Quais são os principais equívocos qua as mulheres cometem quando resolvem se separar?

1. A ex-mulher profissional

Há mulheres que encaram o divórcio como uma profissão e empregam todas as suas forças para acabar  o ex-marido.

Acreditar que o juiz será capaz de resolver as diferenças que levaram o casal à separação ou de vingar a mulher que cuidou dos filhos a vida toda e foi “premiada” com a infidelidade do marido só vai tornar o processo judicial mais difícil, caro e doloroso.

“São casais que não conseguem dissolver o vínculo. Eles buscam resolver, na Justiça, as diferenças que levaram à separação”, diz o psicólogo Ricardo Vainer, autor de Anatomia de um Divórcio Interminável.

No final divórcio ambos encontram-se emocional e financeiramente devastados.

Sem falar que os juízes não levam em consideração a atribuição da culpa para favorecer uma parte ou outra com relação a pensão alimentícia, partilha dos bens ou guarda dos filhos.
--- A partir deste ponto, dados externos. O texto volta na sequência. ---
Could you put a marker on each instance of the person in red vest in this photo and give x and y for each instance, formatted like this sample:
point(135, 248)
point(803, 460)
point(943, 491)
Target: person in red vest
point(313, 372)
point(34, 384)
“Entendo que, se não há mais afeto, o matrimônio está rompido. Trazer à tona a discussão da culpa só agrava ainda mais a animosidade entre os dois. O Estado não é capaz de dizer quem é culpado ou inocente, porque não sabe o que acontece na intimidade do lar”, acredita José Carlos Teixeira Giorgis, desembargador da 7ª Câmara Cível do Tribunal do Rio Grande do Sul.

2. Controlada pelo ex-marido

Não é porque ficou no mesmo apartamento e as contas ainda são saldadas pelo ex-marido que a mulher não tem direito à privacidade.

Ele continua com a chave de casa, costuma fazer visitas inesperadas em nome da convivência com os filhos e mantém  vigilância cerrada sobre a ex.

Esses  são atos humilhantes, pois esse ex-marido normalmente já tem outra e quer manter a ex-mulher sob o seu controle e na reserva técnica. Não permita isso.

Um dia a mais com o homem errado, um dia a menos com o homem certo.

3. Um novo homem vai salvá-la

Formar um casal é sensacional.  Viver em casal é bom. E é por isso que as pessoas casam apesar de tudo. Sem contar na maravilha de ter uma pessoa com quem se pode contar de verdade, dividir sonhos, planos, medos e inseguranças.

Com o rompimento a vida de casal termina e o seu mundo acaba.

A maioria das mulheres acreditam que só serão felizes outra vez se reconstruírem o casulo conjugal.

Perigo: Encontrar um urubu e acreditar que é um louro. Buscar  um salvador da pátria num momento de fragilidade emocional resulta quase sempre em escolha errada.

O ideal é você passar por um período de higienização mental e emocional, viver o luto e enfrentar toda a dor, tudo isso antes de se jogar no mercado.

Antes de assumir outro compromisso ou relacionamento, o ideal é esperar atingir certo grau de estabilidade emocional. E isso não acontece de um dia para o outro.

4. Cirurgia plástica e adolescência tardia

O período do divórcio  é comum o desejo de reencontrar a juventude. Voltar ao tempo em que tudo era doce e você estava bem (=jovem, pele linda, com grana, com amigos e convidado para todas as festas).

Lembre-se que o Botox, cirurgia plástica, academia, ginástica e lifting, em si, não garantem nem a felicidade nem a recuperação do amor-próprio.

“Costumo sugerir a meus pacientes recém-separados que escrevam uma lista com todas as coisas que deixaram de fazer enquanto estavam casados – e retomem algumas”, diz Jacy Bastos Lima, psicóloga e coordenadora do Grupo de Orientação a Descasados. Vale desde coisas simples, como tomar aulas de violão, até voltar a estudar ou trabalhar.

5.  Usar os filhos

O divórcio  é entre o homem e a mulher, não entre pais e filhos.

Usar os filhos para se aproximar do ex-marido, para chantagear emocionalmente o ex-marido, desprestigiar o ex-marido, explorar financeiramente o ex-marido, impedir que o ex-marido siga a sua vida… é um erro enorme.  Um relatório da American Psychological Association, nos Estados Unidos, examinou 33 estudos sobre o assunto e concluiu que filhos de pais divorciados podem ser tão bem ajustados quanto aqueles que vivem em famílias intactas – desde que possam conviver de maneira saudável com os dois.

Mulheres, homens, namorados e  até os casamentos passam pela nossa vida, mas os nossos filhos permanecem para sempre.

Filhos bem criados é uma das maiores fontes de satisfação para qualquer mãe. E no fim de tudo é só isso que importa.